Office of Partnerships and Innovation

Celebrating a History of Resilience

February 2, 2018 - As originally published by the Queen's Alumni News. Feature photo credit: Queen's University Communications.

When Edward Thomas, Sc’06, MASc’12, learned that the Queen’s School of Medicine had banned all 15 of its black students 100 years ago, his instinct was to learn more about those students.

A veteran journalist who now serves as Assistant Director of Industry Partnerships at Queen’s, Thomas first discovered the story while conducting research for the Principal’s Implementation Committee on Racism, Diversity, and Inclusion (PICRDI).   “I became curious and I decided to roll up my sleeves and investigate a little further,” he says. 

What he learned – through hours of sifting through public documents and the Queen’s Archives -- is that the students didn’t let the expulsion stop them from living productive, and in many cases, extraordinary lives. “They endured something very painful and difficult and many of them went on to become prominent physicians and social and political leaders,” he says. “They demonstrated incredible resilience.”

Resilience just happens to be the theme of this year’s Black History Month activities at Queen’s. “A common theme for a lot of black people is learning from our experiences and growing and developing in the face of oppression,” says Asha Gordon, Artsci’18, President of the Queen’s Black Academic Society (QBAS). “Resilience is an important part of who we are.”

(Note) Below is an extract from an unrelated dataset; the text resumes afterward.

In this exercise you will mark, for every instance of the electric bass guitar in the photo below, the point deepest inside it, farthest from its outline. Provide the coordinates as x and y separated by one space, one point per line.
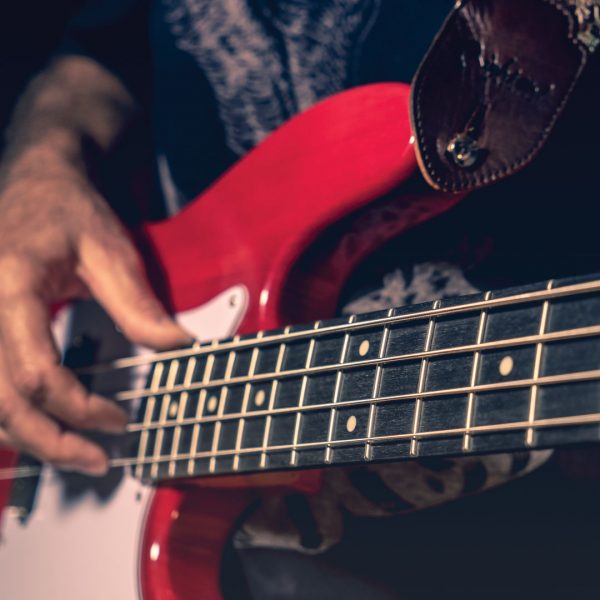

“We chose it as our theme because black people haven’t always had the easiest time, but we seem to come out of our struggles stronger,” says Elorm Vowotor, Artsci’18, President of the African Caribbean Students Association (ACSA).

As part of its Black History Month celebrations, ACSA has invited Thomas to explore the resilience theme by sharing the fruits of his research and telling the students’ stories on the 100th anniversary of their expulsion. “It is historically important that we’re doing this under the auspices of ACSA,” Thomas says, explaining that ACSA’s predecessor, the West Indies Club, was one of the few organizations on campus to take up the students’ cause.

Thomas says he looks forward to sharing what he’s learned. “These people are superb role models. They lived extraordinary lives,” he says. “I think people will be surprised when they hear some of their stories.” 

His presentation is slated for Thursday, February 15th at 6:30 p.m. at Robert Sutherland Hall (check the Queen's Black Academic Society Facebook Page for details). 

Black History Month 2018 activities at Queen’s were supported by the Deputy Provost (Academic Operations and Inclusion) and the Alma Mater Society. Funding was provided to QBAS and ACSA to help foster diversity and inclusion within the Queen’s community, in keeping with the 2017 Principal’s Implementation Committee on Racism, Diversity, and Inclusivity (PICRDI) final report.